Enyart is the first ASU architect in the award’s 33-year history to receive the Silver Medal, a distinction given only to individual architects who make “significant contributions to the institute, the profession, the citizens of the Western Mountain Region, and their communities and who have transcended local boundaries in making those contributions.’’

Enyart was acknowledged for his sustainable-design contributions to public architecture during his nearly four-decade career. A principal of LEA-Architects, LLC, Enyart’s impressive career includes significant work in public and sustainable architecture including the first LEED platinum fire station in the United States. He has designed many public safety training centers, libraries, airport structures and university educational facilities locally and throughout the country and for eight years was an adjunct professor in the ASU architecture program in the Herberger Institute for Design and the Arts. Enyart was honored and invested as a Fellow in the American Institute of Architects in Boston, 1992.

"It is no surprise that Larry has been awarded the highest accolade given by the Western Mountain Region AIA. He graduated at the top of the first Masters of Architecture class at ASU in 1977, and for 35 years has continued to demonstrate remarkable dedication, leadership, and contributions to the discipline and profession of architecture,’’ said Darren Petrucci, director of The Design School at ASU.

Enyart and his firm have won numerous design awards and acclaim for their projects that have included the LEED Gold-certified Grand Canyon National Park Airport Operations Building, the new LEED Gold Terminal for the Grand Canyon National Park Airport, and Phoenix-Mesa Gateway Airport Operations Facility, Paradise Valley Fire Stations 1 and 2, the ASU College of Nursing and Health Innovation's downtown campus instructional labs, and the Glendale Regional Public Safety Training Center 77-acre campus – for which the firm won the Valley Forward Design Award for Environmental Excellence.

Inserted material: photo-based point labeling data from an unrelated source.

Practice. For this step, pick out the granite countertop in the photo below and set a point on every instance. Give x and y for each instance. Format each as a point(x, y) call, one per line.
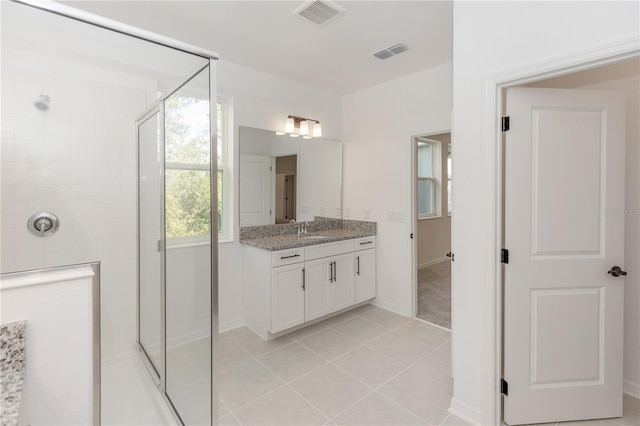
point(12, 370)
point(287, 241)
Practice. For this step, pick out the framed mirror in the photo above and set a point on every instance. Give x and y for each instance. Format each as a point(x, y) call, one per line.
point(285, 179)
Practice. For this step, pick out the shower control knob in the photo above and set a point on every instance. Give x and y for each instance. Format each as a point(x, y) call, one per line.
point(43, 224)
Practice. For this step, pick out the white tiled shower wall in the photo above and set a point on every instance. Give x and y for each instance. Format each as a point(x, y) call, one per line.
point(78, 161)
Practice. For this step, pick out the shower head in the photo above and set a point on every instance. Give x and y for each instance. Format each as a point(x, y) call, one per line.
point(42, 102)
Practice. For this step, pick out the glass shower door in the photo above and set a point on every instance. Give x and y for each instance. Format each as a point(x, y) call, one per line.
point(188, 228)
point(150, 235)
point(177, 248)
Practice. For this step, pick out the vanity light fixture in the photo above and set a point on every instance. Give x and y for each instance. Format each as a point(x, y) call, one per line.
point(300, 126)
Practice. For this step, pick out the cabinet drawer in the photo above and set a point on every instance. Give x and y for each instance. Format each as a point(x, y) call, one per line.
point(287, 257)
point(365, 243)
point(329, 249)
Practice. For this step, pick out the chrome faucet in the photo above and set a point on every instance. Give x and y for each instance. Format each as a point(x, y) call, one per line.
point(302, 228)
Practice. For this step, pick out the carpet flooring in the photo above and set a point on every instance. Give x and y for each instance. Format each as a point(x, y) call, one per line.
point(434, 294)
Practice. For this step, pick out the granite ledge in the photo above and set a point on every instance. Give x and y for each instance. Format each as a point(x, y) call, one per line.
point(12, 370)
point(288, 241)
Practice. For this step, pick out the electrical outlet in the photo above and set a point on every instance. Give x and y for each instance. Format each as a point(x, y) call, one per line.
point(395, 216)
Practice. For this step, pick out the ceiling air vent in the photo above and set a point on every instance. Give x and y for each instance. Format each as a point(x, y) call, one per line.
point(391, 51)
point(319, 12)
point(398, 48)
point(383, 54)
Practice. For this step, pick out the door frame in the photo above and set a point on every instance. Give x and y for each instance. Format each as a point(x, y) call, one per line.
point(492, 111)
point(414, 216)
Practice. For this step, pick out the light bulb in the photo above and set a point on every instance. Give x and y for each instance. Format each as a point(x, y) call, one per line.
point(289, 126)
point(317, 130)
point(304, 127)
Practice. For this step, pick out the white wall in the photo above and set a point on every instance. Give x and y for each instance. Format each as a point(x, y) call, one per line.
point(58, 309)
point(624, 77)
point(492, 38)
point(76, 160)
point(379, 123)
point(262, 101)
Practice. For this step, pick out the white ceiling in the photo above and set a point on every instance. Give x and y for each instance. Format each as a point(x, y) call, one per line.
point(267, 36)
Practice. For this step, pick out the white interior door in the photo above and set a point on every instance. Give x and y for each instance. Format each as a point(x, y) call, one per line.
point(563, 314)
point(257, 197)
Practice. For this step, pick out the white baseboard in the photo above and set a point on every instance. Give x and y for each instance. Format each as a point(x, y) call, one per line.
point(391, 307)
point(465, 412)
point(631, 389)
point(230, 325)
point(433, 262)
point(117, 358)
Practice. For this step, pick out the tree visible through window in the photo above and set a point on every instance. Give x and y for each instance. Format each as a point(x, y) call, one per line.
point(426, 151)
point(187, 167)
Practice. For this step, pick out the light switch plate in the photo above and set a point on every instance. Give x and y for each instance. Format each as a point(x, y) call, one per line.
point(395, 216)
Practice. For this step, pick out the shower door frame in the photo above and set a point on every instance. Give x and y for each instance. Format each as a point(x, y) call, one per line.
point(157, 376)
point(159, 108)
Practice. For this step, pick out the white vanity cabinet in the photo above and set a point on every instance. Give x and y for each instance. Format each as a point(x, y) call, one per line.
point(329, 279)
point(283, 289)
point(365, 268)
point(287, 297)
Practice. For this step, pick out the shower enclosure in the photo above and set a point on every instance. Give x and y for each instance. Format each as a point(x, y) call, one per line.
point(111, 131)
point(174, 246)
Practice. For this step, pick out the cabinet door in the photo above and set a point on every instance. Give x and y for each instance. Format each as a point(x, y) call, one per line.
point(365, 275)
point(318, 274)
point(287, 297)
point(342, 289)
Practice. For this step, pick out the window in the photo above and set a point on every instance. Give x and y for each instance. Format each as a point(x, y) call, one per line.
point(428, 152)
point(187, 182)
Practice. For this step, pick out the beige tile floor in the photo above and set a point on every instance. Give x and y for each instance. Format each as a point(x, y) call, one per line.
point(366, 366)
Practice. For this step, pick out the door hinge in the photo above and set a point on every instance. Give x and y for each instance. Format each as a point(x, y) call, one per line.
point(505, 124)
point(504, 256)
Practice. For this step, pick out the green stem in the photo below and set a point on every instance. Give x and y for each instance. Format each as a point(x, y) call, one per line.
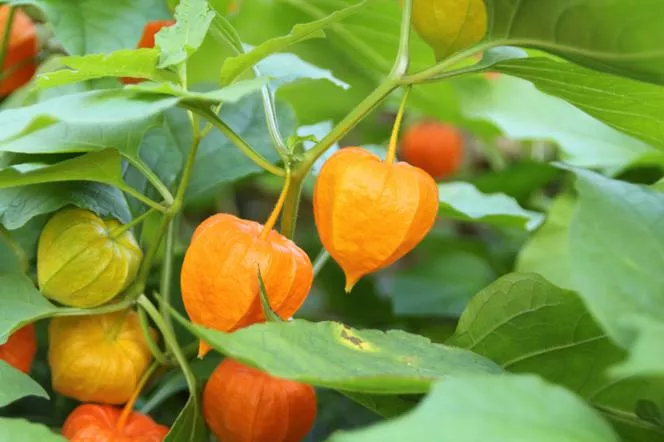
point(153, 179)
point(6, 36)
point(291, 206)
point(239, 142)
point(170, 340)
point(17, 249)
point(320, 261)
point(158, 355)
point(131, 224)
point(167, 272)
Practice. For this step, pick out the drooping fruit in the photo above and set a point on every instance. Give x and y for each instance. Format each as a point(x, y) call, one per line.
point(243, 404)
point(147, 41)
point(449, 26)
point(97, 358)
point(219, 278)
point(20, 60)
point(20, 349)
point(81, 262)
point(99, 423)
point(434, 147)
point(370, 213)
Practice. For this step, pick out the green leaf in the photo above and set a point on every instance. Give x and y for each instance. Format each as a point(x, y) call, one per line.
point(189, 425)
point(585, 142)
point(547, 250)
point(464, 202)
point(17, 385)
point(18, 205)
point(439, 285)
point(527, 325)
point(26, 431)
point(234, 67)
point(136, 63)
point(333, 355)
point(621, 37)
point(632, 107)
point(90, 26)
point(178, 42)
point(471, 408)
point(617, 252)
point(21, 304)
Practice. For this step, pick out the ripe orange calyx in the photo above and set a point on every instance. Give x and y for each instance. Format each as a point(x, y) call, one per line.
point(434, 147)
point(370, 213)
point(219, 278)
point(243, 404)
point(20, 349)
point(147, 41)
point(97, 358)
point(99, 423)
point(20, 63)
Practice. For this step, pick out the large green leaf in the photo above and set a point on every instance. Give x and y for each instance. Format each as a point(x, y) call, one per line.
point(547, 251)
point(16, 385)
point(333, 355)
point(527, 325)
point(137, 63)
point(89, 26)
point(621, 36)
point(464, 202)
point(509, 102)
point(632, 107)
point(21, 304)
point(18, 205)
point(26, 431)
point(234, 67)
point(472, 408)
point(617, 253)
point(178, 42)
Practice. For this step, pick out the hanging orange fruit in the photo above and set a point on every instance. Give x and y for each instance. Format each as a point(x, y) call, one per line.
point(20, 60)
point(20, 349)
point(81, 262)
point(434, 147)
point(370, 213)
point(219, 278)
point(97, 358)
point(100, 423)
point(242, 404)
point(147, 41)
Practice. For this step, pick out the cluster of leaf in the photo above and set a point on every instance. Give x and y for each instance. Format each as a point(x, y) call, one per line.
point(565, 350)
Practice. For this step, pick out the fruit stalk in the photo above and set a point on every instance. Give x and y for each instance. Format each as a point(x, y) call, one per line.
point(392, 149)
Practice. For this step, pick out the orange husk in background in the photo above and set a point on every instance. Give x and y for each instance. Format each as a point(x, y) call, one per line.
point(370, 213)
point(219, 278)
point(21, 52)
point(99, 423)
point(147, 41)
point(20, 349)
point(243, 404)
point(434, 147)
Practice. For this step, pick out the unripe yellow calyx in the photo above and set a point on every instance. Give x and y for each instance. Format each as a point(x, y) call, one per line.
point(82, 261)
point(450, 25)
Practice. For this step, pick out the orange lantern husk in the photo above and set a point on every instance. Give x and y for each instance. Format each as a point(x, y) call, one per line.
point(20, 349)
point(219, 278)
point(243, 404)
point(370, 213)
point(22, 51)
point(101, 423)
point(434, 147)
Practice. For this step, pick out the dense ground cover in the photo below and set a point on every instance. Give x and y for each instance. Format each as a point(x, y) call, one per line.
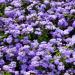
point(37, 37)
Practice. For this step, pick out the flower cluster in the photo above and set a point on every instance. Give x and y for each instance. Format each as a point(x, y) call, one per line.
point(37, 37)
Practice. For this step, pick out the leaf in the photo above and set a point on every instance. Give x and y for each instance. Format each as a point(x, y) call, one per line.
point(40, 68)
point(6, 73)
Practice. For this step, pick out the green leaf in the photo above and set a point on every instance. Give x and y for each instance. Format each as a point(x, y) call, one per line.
point(21, 37)
point(40, 68)
point(6, 73)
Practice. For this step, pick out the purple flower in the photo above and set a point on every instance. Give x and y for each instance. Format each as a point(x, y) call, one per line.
point(73, 24)
point(62, 22)
point(9, 39)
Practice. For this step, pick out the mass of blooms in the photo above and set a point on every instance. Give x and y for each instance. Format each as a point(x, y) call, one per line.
point(37, 37)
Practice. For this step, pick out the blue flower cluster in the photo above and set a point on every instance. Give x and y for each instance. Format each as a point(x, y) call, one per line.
point(37, 37)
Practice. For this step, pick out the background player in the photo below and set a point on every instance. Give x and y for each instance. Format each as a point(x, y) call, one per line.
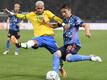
point(43, 30)
point(69, 52)
point(13, 28)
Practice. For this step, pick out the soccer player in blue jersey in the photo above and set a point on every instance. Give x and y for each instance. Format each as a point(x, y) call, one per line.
point(69, 52)
point(13, 28)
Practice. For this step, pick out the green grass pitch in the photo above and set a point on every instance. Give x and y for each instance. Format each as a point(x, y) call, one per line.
point(34, 64)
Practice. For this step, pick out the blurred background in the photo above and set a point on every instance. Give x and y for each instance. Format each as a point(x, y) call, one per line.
point(89, 10)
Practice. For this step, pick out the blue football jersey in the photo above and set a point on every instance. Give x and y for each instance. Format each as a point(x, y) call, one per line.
point(14, 21)
point(70, 35)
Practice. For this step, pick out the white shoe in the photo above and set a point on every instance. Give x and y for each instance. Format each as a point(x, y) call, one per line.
point(6, 52)
point(96, 58)
point(16, 53)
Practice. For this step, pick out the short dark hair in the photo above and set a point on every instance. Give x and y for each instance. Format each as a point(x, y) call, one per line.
point(65, 6)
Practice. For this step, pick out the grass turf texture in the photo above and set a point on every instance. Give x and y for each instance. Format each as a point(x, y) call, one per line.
point(34, 64)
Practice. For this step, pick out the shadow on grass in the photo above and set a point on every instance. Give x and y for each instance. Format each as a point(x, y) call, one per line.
point(22, 77)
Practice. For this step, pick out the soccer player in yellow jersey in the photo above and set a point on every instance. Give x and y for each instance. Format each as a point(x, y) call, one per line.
point(43, 30)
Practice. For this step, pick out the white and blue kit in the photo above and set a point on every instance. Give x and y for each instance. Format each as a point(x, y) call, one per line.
point(71, 38)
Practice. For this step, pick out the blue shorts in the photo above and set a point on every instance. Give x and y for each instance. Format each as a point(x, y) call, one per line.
point(48, 42)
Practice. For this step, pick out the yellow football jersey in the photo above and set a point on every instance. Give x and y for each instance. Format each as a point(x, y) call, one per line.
point(41, 28)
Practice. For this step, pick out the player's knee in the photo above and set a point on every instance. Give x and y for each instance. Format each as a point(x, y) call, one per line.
point(30, 43)
point(68, 57)
point(58, 53)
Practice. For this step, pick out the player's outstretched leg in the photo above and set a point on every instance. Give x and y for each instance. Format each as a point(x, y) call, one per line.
point(96, 58)
point(25, 45)
point(7, 47)
point(78, 57)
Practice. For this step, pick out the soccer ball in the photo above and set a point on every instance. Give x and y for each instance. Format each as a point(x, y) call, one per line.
point(52, 75)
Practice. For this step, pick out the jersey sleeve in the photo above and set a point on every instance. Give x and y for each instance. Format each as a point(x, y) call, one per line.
point(79, 21)
point(21, 16)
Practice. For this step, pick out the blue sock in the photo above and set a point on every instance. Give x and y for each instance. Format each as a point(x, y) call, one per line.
point(56, 62)
point(7, 44)
point(77, 57)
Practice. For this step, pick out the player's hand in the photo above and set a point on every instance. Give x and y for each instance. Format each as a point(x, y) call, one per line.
point(8, 12)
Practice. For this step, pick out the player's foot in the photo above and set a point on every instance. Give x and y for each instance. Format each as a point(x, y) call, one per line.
point(63, 72)
point(96, 58)
point(16, 53)
point(5, 52)
point(14, 40)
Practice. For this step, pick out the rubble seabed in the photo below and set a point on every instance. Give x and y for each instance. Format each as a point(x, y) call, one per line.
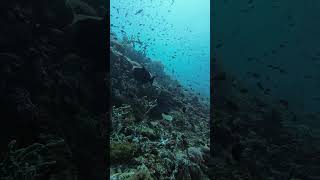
point(159, 131)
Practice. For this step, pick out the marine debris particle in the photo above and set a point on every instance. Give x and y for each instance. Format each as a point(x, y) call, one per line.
point(166, 117)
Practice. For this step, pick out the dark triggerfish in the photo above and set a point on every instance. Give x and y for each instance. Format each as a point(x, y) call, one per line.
point(142, 75)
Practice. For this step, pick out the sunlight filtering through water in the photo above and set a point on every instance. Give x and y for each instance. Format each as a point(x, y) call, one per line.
point(176, 32)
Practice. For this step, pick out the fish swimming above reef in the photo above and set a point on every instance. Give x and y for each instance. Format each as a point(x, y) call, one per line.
point(142, 75)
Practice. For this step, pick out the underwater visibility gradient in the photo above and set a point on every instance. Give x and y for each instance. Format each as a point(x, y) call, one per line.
point(160, 89)
point(175, 32)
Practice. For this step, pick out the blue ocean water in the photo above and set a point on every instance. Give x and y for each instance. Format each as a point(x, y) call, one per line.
point(279, 40)
point(175, 32)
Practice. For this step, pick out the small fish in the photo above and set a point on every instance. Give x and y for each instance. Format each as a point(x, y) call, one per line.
point(244, 90)
point(138, 12)
point(219, 45)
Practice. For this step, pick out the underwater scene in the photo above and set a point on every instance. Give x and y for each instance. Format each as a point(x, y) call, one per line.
point(160, 89)
point(265, 111)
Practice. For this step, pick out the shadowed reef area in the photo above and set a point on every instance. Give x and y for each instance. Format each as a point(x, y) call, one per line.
point(159, 131)
point(53, 89)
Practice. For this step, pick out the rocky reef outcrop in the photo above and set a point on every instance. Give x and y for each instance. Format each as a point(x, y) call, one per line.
point(159, 131)
point(54, 89)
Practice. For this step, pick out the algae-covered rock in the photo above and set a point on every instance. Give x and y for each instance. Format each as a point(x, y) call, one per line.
point(122, 152)
point(141, 173)
point(148, 132)
point(166, 117)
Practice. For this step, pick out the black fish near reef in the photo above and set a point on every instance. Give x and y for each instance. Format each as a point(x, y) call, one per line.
point(142, 75)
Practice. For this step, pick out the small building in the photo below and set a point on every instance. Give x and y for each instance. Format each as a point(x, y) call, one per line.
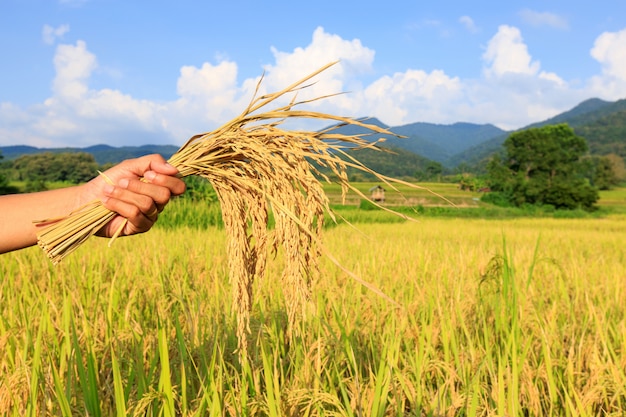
point(377, 194)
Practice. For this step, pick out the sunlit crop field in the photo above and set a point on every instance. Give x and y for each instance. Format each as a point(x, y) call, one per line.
point(493, 317)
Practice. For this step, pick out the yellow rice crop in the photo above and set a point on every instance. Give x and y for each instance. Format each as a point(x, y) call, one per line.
point(255, 167)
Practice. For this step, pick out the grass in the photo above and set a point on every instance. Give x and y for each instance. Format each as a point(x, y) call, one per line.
point(509, 317)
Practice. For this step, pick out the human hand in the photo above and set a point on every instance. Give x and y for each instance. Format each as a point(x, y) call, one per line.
point(133, 199)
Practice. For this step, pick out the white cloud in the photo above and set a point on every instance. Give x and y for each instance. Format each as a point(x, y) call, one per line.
point(50, 34)
point(507, 53)
point(610, 51)
point(535, 18)
point(513, 91)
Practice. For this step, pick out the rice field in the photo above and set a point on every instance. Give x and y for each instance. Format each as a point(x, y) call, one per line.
point(491, 317)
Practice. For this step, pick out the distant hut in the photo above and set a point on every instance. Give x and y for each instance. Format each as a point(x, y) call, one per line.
point(377, 194)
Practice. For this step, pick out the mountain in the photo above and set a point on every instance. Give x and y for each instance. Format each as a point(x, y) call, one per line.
point(602, 123)
point(103, 154)
point(441, 142)
point(436, 142)
point(591, 119)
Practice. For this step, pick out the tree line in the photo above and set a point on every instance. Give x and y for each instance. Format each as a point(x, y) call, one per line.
point(550, 166)
point(546, 166)
point(38, 170)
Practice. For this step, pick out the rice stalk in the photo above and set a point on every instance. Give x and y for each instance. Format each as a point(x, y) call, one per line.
point(256, 167)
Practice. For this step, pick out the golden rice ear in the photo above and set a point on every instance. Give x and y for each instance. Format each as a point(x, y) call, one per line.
point(257, 167)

LEA’s latest project for the City of Phoenix is scheduled to receive LEED Platinum.

Enyart works with his son Lance, in the firm. His daughter, Lindsey, is a lead fashion designer for Laundry by Shelli Segal. Bev, his wife of 40 years who he met in Okinawa, Japan, has a Master of Arts in Education from ASU.

A retired U.S. Air Force Brigadier General, Enyart was selected as chairman of the U.S. Air Force Design Advisory Council and for 15 years provided leadership and design guidance for all new facilities at the United States Air Force Academy in Colorado and The Air University in Alabama. General Enyart also provided disaster assistance leadership working directly with Mississippi Sen. Trent Lott and the Congress during and after Hurricane Georges and he provided disaster assistance following severe earthquakes in the Azores and Japan.

Enyart graduated summa cum laude in 1977 from ASU’s first class of graduates in its new master's of architecture program. He was the school’s first solar architecture graduate. He received the AIA Henry Adams Scholastic Award while earning his bachelor of architecture and urban planning degree from ASU in 1972. Enyart previously earned a bachelor of arts in industrial design from the University of Iowa, where he is a distinguished alumnus.

He presently serves as chairman of Arizona’s College of Fellows for the American Institute of Architects and says that he has found architecture to be “a deeply rewarding and wonderful profession.”

“This award recognizes architects who transcend boundaries,’’ Enyart said, expressing how humbled he was to be among the select few architects who have been chosen to receive this significant American Institute of Architects award.